Monday, January 5, 2015

The science behind the fiction

Analog magazine is, using its full title, Analog Science Fiction and Fact. In that fact category, I've written a dozen articles for the magazine. (Should you be counting, #12 is queued up and should run sometime this year.) Most of my articles have been in a series that -- in my mind, anyway -- is called The Science Behind the Fiction.

Breaking light speed, Star Wars (1977)
In other words, the articles cover common genre tropes: assumptions -- like faster-than-light travel -- that underpin lots of science fiction. They look at whether there is (or, at least, could be) a decent scientific rationale for these assumptions. The articles also offer SF examples of tropes and their (often implicit) rationales as found in literary, video, and (less often) gaming contexts.

Including the queued-up article, the series entries have been:
  1. Say What? Ruminations about Language, Communications, and Science Fiction
  2. Faster Than a Speeding Photon: The Why, Where, and (Perhaps the) How of Faster-Than-Light Technology
  3. Alien Aliens: Beyond Rubber Suits
  4. Alien Worlds: Not in Kansas Any More
  5. Alien Dimensions: The Universe Next Door
  6. Alternate Abilities: The Paranormal
  7. Alien AWOLs: The Great Silence
  8. Alien Altercations: Star (Spanning) Wars
Articles 1 through 4 were, in their respective years of eligibility, all finalists in the annual Analog readers poll, with "Faster Than ..." taking first place for 2012 -- which is to say, this is a popular series. Articles 5 through 7 appeared in 2014 issues and are eligible in the currently running readers poll (ballots due by NLT February 1st).

Candidate topics -- no clever (in my mind, anyway) titles yet -- for future series articles include:
  1. The many obstacles to interstellar travel
  2. Transhumanism
  3. Artificial intelligence
  4. Time travel
From The Time Machine (1960)
Why am I posting about this? Because my write-about-this-sometime list for the series is getting short! What major SF tropes have I missed? What tropes/topics would you find interesting to read about?

Comment away, please, whether on candidate new topics or what worked for you (or didn't) in earlier series installments.


Anonymous said...

Space drives beyond Rockets, but not particularly FTL.

Unknown said...

It seems to me that global warming has been the third rail in the science-fiction community. I find that deeply disturbing because scientists are nearly unanimous on the subject and science-fiction writers used to respect scientists. Write about that.

Jim Meeks-Johnson said...

Tracking down SF tropes is an interesting exercise. I admit I haven't read all of your Analog articles, (let my subscription lapse for a while) so you may have covered some of these: the singularity, cyborgs, visitations by LGM or others in the past, immortality, telepathy (non psychic), society and values (gender equality, causal sex, technological tyranny), machines who want to be human (feel love), aliens learning human speech -- but usually have a lisp, the collapse of civilization, vampires and werewolves are real.

Edward M. Lerner said...

Anonymous and Jeff: thanks for your suggestions.

Jeff: I would say that climate change is an assumption in a fair proportion (but certainly not all) modern, near-future SF -- whether or not the story is *about* climate change.
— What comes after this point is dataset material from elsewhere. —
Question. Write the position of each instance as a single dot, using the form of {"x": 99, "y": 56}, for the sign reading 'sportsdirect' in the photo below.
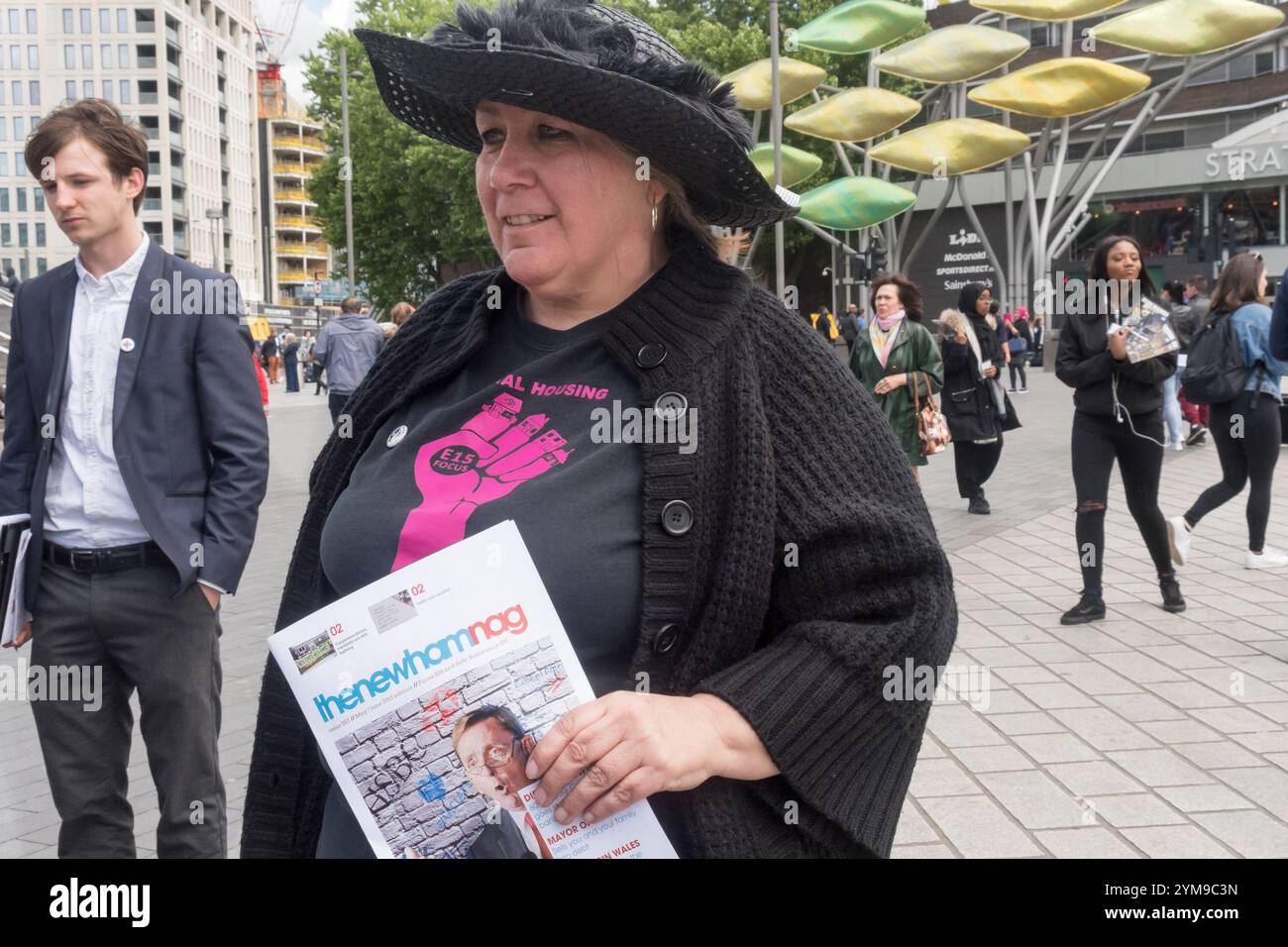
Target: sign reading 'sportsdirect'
{"x": 952, "y": 256}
As (not very credible) examples, consider the movies Waterworld and Day After Tomorrow. I remember an Analog story (but not its title) a few months ago that also had a seriously flooded world. Ramez Naam's recent novels Nexus and Crux had global warming as a major part of the background, as did David Brin's novel Existence. Climate change being gradual, I think that it's easier to write about after-the-fact effects than the process itself.

- Ed

Edward M. Lerner said...

Jim: I've covered a part of your list, but certainly not all of it. Thanks!

- Ed

escoles said...

The trope that's been bothering me a lot lately is 'Doing Math Changes Reality.' It seems to be a subtype of the trope where conscious, human awareness of a thing changes its nature ('Seeing Changes Reality', a.k.a. 'Schroedinger Both Was And Wasn't Here').
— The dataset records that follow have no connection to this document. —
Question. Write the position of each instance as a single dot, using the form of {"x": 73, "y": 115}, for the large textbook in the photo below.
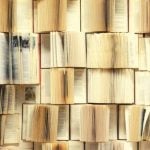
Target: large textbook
{"x": 19, "y": 59}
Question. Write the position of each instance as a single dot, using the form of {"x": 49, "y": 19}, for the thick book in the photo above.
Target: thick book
{"x": 63, "y": 86}
{"x": 110, "y": 86}
{"x": 55, "y": 18}
{"x": 112, "y": 50}
{"x": 63, "y": 49}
I'm at a loss for what you would do with that, though, and I'm starting to think I'm the only person who cares anyway...

Edward M. Lerner said...

Hi Escoles,

I'm not sure I've encountered any claims that math can change reality, but I've certainly encountered claims (in science articles and in fiction) of consciousness changing reality. Quantum consciousness turns out to be respectable science -- although *not* a majority-opinion interpretation of quantum mechanics. Of course NO interpretation of QM earns a majority endorsement. See:

- Ed

Jim Meeks-Johnson said...

I'd like to add Augmented Reality to my list. Vinge and Brin have done some good things with this, not to mention Leckie, and of course a branch of it goes back to the roots of cyberpunk, but I think it still has legs.